Surtout, ils enragent et souffrent qu'on paraisse les tenir pour quantité politique négligeable, eux, "braves serviteurs de la Couronne" depuis toujours. Hanté depuis 1998 par la nécessité absolue d'arracher à l'Armée républicaine irlandaise (IRA) un adieu aux armes irrévocable, le gouvernement Blair a privilégié le dialogue avec le Sinn Fein, "aile politique" de l'IRA, au prix d'une longue patience et de quelques grosses offrandes sur l'autel de la paix.
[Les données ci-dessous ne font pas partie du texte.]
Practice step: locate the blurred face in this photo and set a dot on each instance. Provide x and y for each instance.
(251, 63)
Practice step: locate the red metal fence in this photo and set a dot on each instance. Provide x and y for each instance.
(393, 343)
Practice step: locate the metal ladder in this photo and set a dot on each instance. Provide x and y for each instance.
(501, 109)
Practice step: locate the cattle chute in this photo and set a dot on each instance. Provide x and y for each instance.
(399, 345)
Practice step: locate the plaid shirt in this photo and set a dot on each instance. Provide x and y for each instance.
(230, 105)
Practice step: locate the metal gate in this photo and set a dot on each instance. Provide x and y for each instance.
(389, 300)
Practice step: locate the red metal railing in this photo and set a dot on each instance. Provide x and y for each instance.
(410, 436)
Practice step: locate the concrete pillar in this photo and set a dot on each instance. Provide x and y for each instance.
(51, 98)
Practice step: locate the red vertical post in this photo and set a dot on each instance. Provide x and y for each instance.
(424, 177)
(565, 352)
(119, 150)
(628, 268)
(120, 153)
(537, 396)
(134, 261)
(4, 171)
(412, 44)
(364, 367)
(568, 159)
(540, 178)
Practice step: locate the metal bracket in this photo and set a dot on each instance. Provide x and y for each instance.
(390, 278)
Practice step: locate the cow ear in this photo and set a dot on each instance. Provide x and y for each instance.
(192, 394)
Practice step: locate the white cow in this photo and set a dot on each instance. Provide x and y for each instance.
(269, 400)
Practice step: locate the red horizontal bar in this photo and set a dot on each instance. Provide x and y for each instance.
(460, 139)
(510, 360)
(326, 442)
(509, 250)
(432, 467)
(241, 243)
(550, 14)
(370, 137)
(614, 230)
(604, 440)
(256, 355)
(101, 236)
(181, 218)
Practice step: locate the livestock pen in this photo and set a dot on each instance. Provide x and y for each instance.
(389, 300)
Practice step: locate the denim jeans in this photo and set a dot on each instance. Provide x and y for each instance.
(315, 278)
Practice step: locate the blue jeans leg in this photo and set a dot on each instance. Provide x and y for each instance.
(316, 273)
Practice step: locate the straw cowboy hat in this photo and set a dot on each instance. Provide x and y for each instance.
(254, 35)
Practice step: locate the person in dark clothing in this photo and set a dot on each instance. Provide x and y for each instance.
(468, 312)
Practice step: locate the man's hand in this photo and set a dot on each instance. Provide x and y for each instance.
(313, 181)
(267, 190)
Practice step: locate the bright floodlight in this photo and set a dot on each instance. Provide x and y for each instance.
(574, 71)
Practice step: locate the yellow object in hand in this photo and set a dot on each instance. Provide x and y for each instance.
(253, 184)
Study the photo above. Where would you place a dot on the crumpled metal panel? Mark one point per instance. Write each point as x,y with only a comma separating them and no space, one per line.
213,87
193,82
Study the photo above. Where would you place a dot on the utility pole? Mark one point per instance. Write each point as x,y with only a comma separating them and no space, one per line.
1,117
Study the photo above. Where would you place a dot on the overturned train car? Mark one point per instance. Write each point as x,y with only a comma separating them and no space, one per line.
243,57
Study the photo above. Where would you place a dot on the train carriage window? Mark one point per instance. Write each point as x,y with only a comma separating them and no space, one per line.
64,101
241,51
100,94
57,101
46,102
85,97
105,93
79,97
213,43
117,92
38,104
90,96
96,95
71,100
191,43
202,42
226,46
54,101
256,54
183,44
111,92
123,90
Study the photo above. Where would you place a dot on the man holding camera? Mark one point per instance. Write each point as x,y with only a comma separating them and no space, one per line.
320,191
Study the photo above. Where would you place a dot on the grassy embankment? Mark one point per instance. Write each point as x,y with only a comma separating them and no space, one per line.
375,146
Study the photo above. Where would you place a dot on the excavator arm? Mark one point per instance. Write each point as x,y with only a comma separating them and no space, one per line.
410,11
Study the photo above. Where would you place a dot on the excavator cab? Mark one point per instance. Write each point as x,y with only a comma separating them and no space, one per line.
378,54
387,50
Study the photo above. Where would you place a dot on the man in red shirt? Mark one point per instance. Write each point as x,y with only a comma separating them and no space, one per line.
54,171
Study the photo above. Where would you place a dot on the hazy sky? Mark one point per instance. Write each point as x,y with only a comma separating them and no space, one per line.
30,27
Les loyalistes ont ainsi le sentiment que les républicains sont les vainqueurs d'une paix pour laquelle Londres, de concession en concession, les récompense abondamment, quels que soient leurs manquements ou leurs crimes : activités mafieuses, cambriolage de la Northern Bank en décembre 2004, assassinat de l'ouvrier catholique Robert MacCartney en janvier 2005. "Nous sommes le peuple", proclame un vieux slogan loyaliste. Cette prétention identitaire, qui faisait fi de "l'autre peuple", appartient définitivement au passé.
Le taux d'analphabétisme reste étonnamment haut en Ulster (20 %), largement à cause d'un médiocre système local d'enseignement. "Moins de 2 % des enfants d'ouvriers protestants entrent à l'unive rsité" , précise David Ervine, un élu protestant à l'Assemblée provinciale. Le prolétariat protestant nourrit envers les catholiques une sorte de jalousie sociale, qui se fonde en partie sur une fausse perception de la réalité économique (exemple : le chômage reste plus fort chez les catholiques). C'est, comme on dit ici, une affaire "de po rtes et de parquets" . "Vous verriez leurs cuisines, déclarait une protestante un soir d'émeute. Et les portes de leurs maisons. Du chêne bien solide, alors que les nôtres sont des coquilles d'oeuf." Tout est bon pour entretenir la rancoeur : une maternité qui ferme, un centre commercial qui n'ouvre pas. (Corresp.)